II. The Necessary Current Operating Expense Element

In support of their contention that the legal and arbitration services represented in the claims at issue were necessary current operating expenses, the claimants submitted an affidavit from Patrick E. Hackett. This affidavit states:

3. The claim of Frasco, Hackett & Mills (No. 41) in the amount of $92,-269.20, is for legal services performed and expenses incurred on behalf of Debt- or, MIR, for defense of railroad crossing accident claims and suits, employee injury claims and suits, other personal injury claims and suits, collections, union contract disputes, and litigation with the State of Michigan to enforce contracts respecting continued rail operations by MIR, and payment therefor by the State.
4. The claim of Patrick E. Hackett (No. 105), in the amount of $3,279.00, is for arbitrator’s services and related expenses incurred on behalf of Debtor, MIR, for arbitration involving, contracts with the State of Michigan for continued operation of the railroad by MIR, and various disputed payments thereunder.

The claimants also note that after the reorganization petition was filed, bills for identical and similar services have been paid as administrative services. This observation is supported in paragraphs 7 and 8 of the Hackett affidavit.
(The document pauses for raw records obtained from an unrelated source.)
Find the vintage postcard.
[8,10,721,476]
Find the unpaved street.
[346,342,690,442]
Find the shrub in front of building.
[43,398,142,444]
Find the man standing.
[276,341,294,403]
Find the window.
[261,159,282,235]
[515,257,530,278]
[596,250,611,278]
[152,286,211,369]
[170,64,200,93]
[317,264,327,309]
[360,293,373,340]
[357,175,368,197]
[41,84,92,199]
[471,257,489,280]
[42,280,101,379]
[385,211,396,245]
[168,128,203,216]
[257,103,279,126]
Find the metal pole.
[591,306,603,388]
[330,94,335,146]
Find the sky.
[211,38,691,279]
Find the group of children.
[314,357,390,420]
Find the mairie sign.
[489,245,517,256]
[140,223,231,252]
The trustee argues that the legal and arbitration services were not indispensable to the continued operation of the railroad, in the same way as fuel expenses, Burnham v. Bowen, 111 U.S. 776, 4 S.Ct. 675, 28 L.Ed. 596 (1884), or repair expenses, Johnson Fare Box Co. v. Doyle, 250 F.2d 656 (2d Cir.1958), cert. denied, 357 U.S. 938, 78 S.Ct. 1385, 2 L.Ed.2d 1551 (1958). See also Miltenberger v. Logansport C. & S. W. Ry. Co., above. The trustee’s argument is not supported by an affidavit.
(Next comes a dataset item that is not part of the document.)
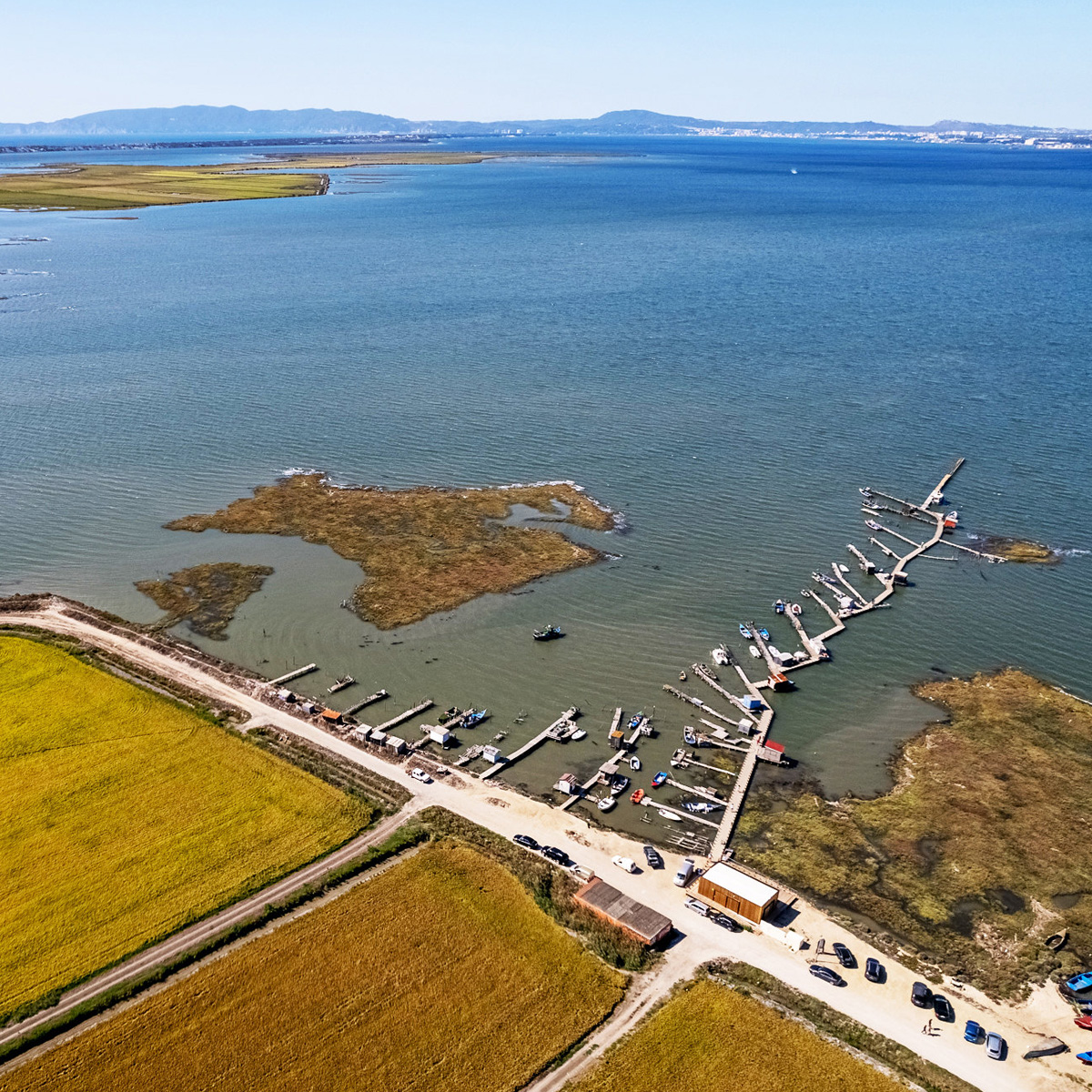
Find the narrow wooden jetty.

The Court concludes that the Hackett affidavit does establish that the legal and arbitration services were necessary to keep the railroad running. A fair portion of the legal services, and all of the arbitration services, were delivered in connection with the resolution of the railroad’s dispute with the Michigan Department of Transportation over continued subsidy payments and other contractual obligations. It must be concluded that if these claimants had not performed those services, the subsidy payments would have ceased, to the great detriment of the railroad.
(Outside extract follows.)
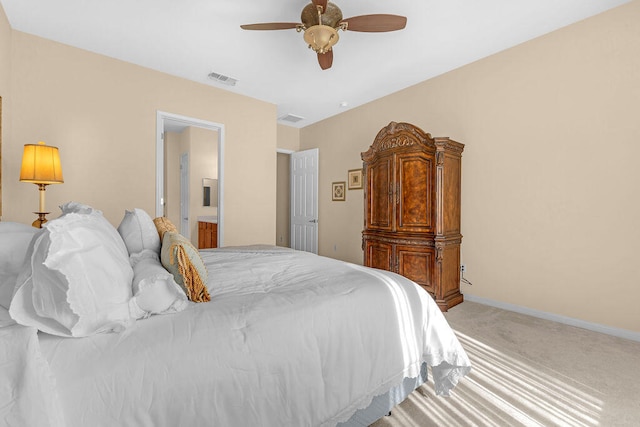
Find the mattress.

The other legal services were delivered in connection with other litigation, such as personal injury suits, collection actions, union contract disputes, and employee claims. The Court must likewise conclude that these services were also necessary to the continued operation of the railroad. In the current era, legal services are as indispensable to the operation of a railroad as fuel supplies and repair services. The importance of legal services, especially in a failing business2, is amply demonstrated in [924]*924the bankruptcy priority given to post-petition expenses for legal services pursuant to 11 U.S.C. §§ 507(a)(1), 503(b)(3) and (4), and 330(a).